No Vasco, o CEO já foi substituído, o diretor de futebol foi trocado duas vezes e agora foi a vez do técnico

Faz uns dois anos, participavam de uma conferência sobre gestão do futebol um executivo e um consultor, ambos com trabalhos em vários clubes, e um jornalista metido a especialista em negócios do esporte — este colunista aqui. Discutíamos a criação da SAF e o que se podia esperar do novo modelo. O executivo estava bastante otimista. A estrutura empresarial, dizia ele, proporcionaria o que a associação civil não consegue: profissionalismo e estabilidade.

Vejamos o que a SAF resultou ao Vasco desde a venda para a 777 Partners. O CEO já foi substituído. Luiz Mello havia sido escolhido para o cargo pelos americanos, mas saiu, sob ameaças de torcedores. Lucio Barbosa assumiu. Já o diretor de futebol foi trocado duas vezes. Paulo Bracks estruturaria o departamento, mas foi demitido ao término da primeira temporada. Alexandre Mattos não durou mais do que três meses. Pedro Martins acaba de ser contratado.

Maurício Barbieri foi o técnico selecionado pelos americanos — pelos experts da holding que eles compraram, com clubes em vários países. Ele caiu após o mau desempenho no primeiro turno do Campeonato Brasileiro de 2023. Ramón Díaz chegou e salvou o time do rebaixamento. No va a bajar! Agora, com a goleada sofrida para o Criciúma na quarta rodada do Brasileirão, além da derrota para o Nova Iguaçu na semifinal do Carioca, o argentino já não serve mais.

Claro que, pela passionalidade do torcedor, compreendo a decisão intempestiva de demitir um técnico que perde de 4 a 0 para o Criciúma.
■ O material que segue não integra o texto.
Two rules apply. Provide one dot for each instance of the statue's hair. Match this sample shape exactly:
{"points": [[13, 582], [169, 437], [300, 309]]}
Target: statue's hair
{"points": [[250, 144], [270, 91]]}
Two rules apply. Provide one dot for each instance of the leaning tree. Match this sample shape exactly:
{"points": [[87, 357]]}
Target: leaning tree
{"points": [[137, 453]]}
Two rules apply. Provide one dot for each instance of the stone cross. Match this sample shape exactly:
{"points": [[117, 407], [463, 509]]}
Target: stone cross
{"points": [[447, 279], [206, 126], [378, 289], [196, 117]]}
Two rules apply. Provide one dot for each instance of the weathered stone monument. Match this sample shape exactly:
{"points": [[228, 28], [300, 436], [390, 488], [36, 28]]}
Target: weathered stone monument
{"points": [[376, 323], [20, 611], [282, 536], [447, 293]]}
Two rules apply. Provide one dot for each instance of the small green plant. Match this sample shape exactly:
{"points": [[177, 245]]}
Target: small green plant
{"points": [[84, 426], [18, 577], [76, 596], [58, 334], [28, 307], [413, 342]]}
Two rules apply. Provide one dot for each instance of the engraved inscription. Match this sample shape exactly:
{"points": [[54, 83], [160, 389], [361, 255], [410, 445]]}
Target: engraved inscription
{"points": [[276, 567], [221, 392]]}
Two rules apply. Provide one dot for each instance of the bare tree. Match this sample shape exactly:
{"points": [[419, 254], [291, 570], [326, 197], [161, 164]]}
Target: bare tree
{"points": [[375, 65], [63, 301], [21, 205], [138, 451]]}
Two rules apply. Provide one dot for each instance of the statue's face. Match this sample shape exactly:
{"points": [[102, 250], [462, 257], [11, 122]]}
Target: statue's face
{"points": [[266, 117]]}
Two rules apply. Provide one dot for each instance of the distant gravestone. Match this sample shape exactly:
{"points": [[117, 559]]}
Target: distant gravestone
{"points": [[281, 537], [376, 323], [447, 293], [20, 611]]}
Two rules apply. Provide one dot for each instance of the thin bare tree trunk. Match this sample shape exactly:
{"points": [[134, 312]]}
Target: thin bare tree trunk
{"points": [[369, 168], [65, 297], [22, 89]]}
Como é que pode? Com essa diferença de orçamento, de investimento? Quando ligo os neurônios, custo a entender como um trabalho bem avaliado em dezembro pode ter passado a inaceitável em abril. E, se está inaceitável em abril, por que interrompê-lo apenas na quarta rodada, e não antes de o campeonato começar?

Voltemos a falar de estabilidade. Neste fim de semana, circulou nas redes sociais um vídeo no qual Ronaldo “anuncia” a venda do Cruzeiro. Ele está ao lado dos empresários Pedro Lourenço, dos supermercados BH, e Lucas Kallas, do Grupo Cedro. “Eu e meu time reerguemos o Cruzeiro e, logicamente, não vamos ficar aqui para sempre. Vamos vender para vocês. E aí a gente vai ver essa bala toda (risos).”

Há o que comentar sobre a forma e o conteúdo. É assim que se conduz a venda de um clube popular, como o Cruzeiro? É óbvio que Ronaldo um dia venderá a empresa dele, como é comum em qualquer negócio. Sabíamos que esse dia chegaria desde a criação da SAF, embora os discursos fossem de projetos de longo prazo, blá, blá, blá. Tratando-se de uma instituição tão simbólica e passional, como Ronaldo sabe que o Cruzeiro é, no entanto, cuidado com a forma faria bem.

Já sobre o conteúdo, repare bem, o controle sobre o futebol celeste pode mudar de mãos em menos de três anos. Mais rápido do que o mandato de um presidente de associação. Sem ter aportado quase nada dos R$ 400 milhões que a XP, corretora da venda, prometeu na transação. Com os pagamentos de uma recuperação judicial pendurados para que o próximo dono dê conta.

Nada disto faz de mim um detrator da SAF. Se pudesse voltar no tempo para repensar as vendas de Vasco e Cruzeiro, para 777 e Ronaldo, nada mudaria. Antes eles do que as figuras tenebrosas de suas associações. Mas faz bem desconstruir o mito de que a empresa, em si, gera profissionalismo e estabilidade. Ah, sabe o executivo de futebol daquela conferência? Pois é. Ele também já trocou de SAF.